Cool fermentation – Modern wineries are usually equipped with temperature-controlled vats to ferment their wine. Fermenting wines at cooler temperatures helps to retain the freshness of the fruits as well as extract aromatic compounds known as esters. Lowering the temperature during peak fermentation causes higher ester levels which are responsible for the vast array of fruity and tropical aromas found in a wine. This method is mainly used for making whites.

Malolactic fermentation – Following the alcoholic fermentation, winemakers can either allow or prevent a second phase known as malolactic fermentation, which converts the sharp malic acid (which has a tart, green apple flavour) into round and softer lactic acid (which has a softer, sometimes creamy buttery flavour). This process adds a round texture to the wine and usually takes place when making reds. However, it may also be used to produce rich whites mainly from Chardonnay.

Barrel fermentation – Most wines are fermented in stainless steel, but some are fermented in oak barrels. This method is mainly used when making whites because white grape varieties tend to lack tannins. Tannins from the grapes are replaced with tannins from the barrel which adds texture to the wine.


The vast majority of wines are meant to be bottled early and will age for a few months in stainless steel tanks before being bottled. This type of vessel is favoured by winemakers as it is neutral and can be temperature controlled.
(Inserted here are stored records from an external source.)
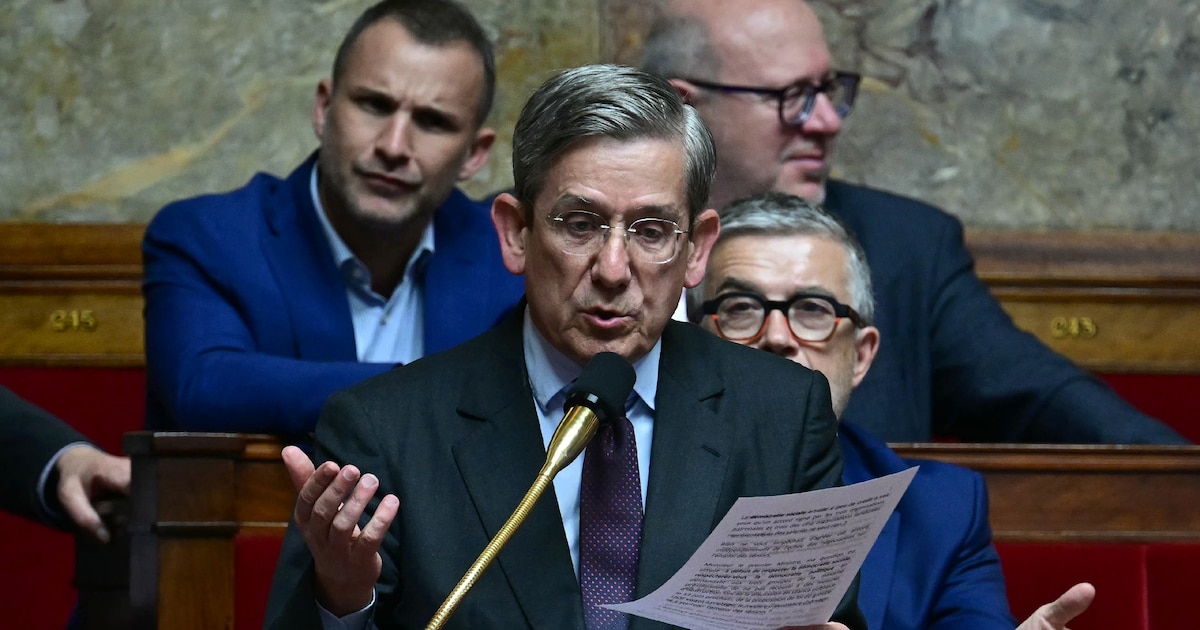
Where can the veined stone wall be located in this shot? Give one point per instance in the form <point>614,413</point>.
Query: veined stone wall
<point>1057,114</point>
<point>117,107</point>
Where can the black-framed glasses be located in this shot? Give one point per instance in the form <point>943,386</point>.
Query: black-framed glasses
<point>648,240</point>
<point>811,318</point>
<point>797,101</point>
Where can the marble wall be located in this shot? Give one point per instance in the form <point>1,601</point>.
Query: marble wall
<point>1057,114</point>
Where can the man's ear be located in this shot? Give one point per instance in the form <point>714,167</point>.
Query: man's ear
<point>867,343</point>
<point>321,107</point>
<point>477,155</point>
<point>700,244</point>
<point>508,216</point>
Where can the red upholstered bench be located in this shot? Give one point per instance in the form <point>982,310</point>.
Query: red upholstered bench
<point>102,403</point>
<point>1139,586</point>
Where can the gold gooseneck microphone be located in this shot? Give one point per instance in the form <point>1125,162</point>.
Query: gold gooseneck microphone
<point>598,394</point>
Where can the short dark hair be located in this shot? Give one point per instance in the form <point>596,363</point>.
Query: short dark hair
<point>679,46</point>
<point>607,101</point>
<point>432,23</point>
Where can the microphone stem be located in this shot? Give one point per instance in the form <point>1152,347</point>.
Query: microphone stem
<point>491,551</point>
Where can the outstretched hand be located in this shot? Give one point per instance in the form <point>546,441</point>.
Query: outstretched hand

However, some wines may gain from longer maturation which will add complexity to the wine.

Ageing on the lees – Once the fermentation stops, the yeasts die and fall to the bottom of the vessel, forming a sediment called lees. Winemakers may decide whether to separate (rack off) the lees, or age the wine in contact with them to add complexity and texture. The longer the contact, the more biscuit and toasty aromas the wine will gain. This process, called autolysis, is always used to produce sparkling wines via the traditional method.

Oak barrels – Oak barrels bring character to a wine. Vanilla, coconut, leather, cedar and smoky aromas are all related to barrel ageing. Using new oak barrels will add both flavours and texture to the wine while old barrels will only smooth the texture allowing for a micro-oxygenation process to take place. Both size, type (French, American, Slovenian…) and the way the barrel is charred will have an impact on the final flavours. Less dense and with tighter tannins, French oak imparts more subtle flavours such as tobacco and leather with firmer, yet silkier tannins than American oak. The flavours from the latter are considered to be sweeter and add aromas of chocolate or vanilla.

Concrete eggs – With the natural wine movement gaining popularity, concrete is back in fashion as it does not have a direct impact on the wine flavours. Concrete eggs can be used for both fermentation and short maturation. The texture of the vessel adds micro amounts of oxygen to the wine (more than with stainless steel but less than with oak) while its shape allows a slow and natural movement of the yeasts adding texture and yeasty character to the wine.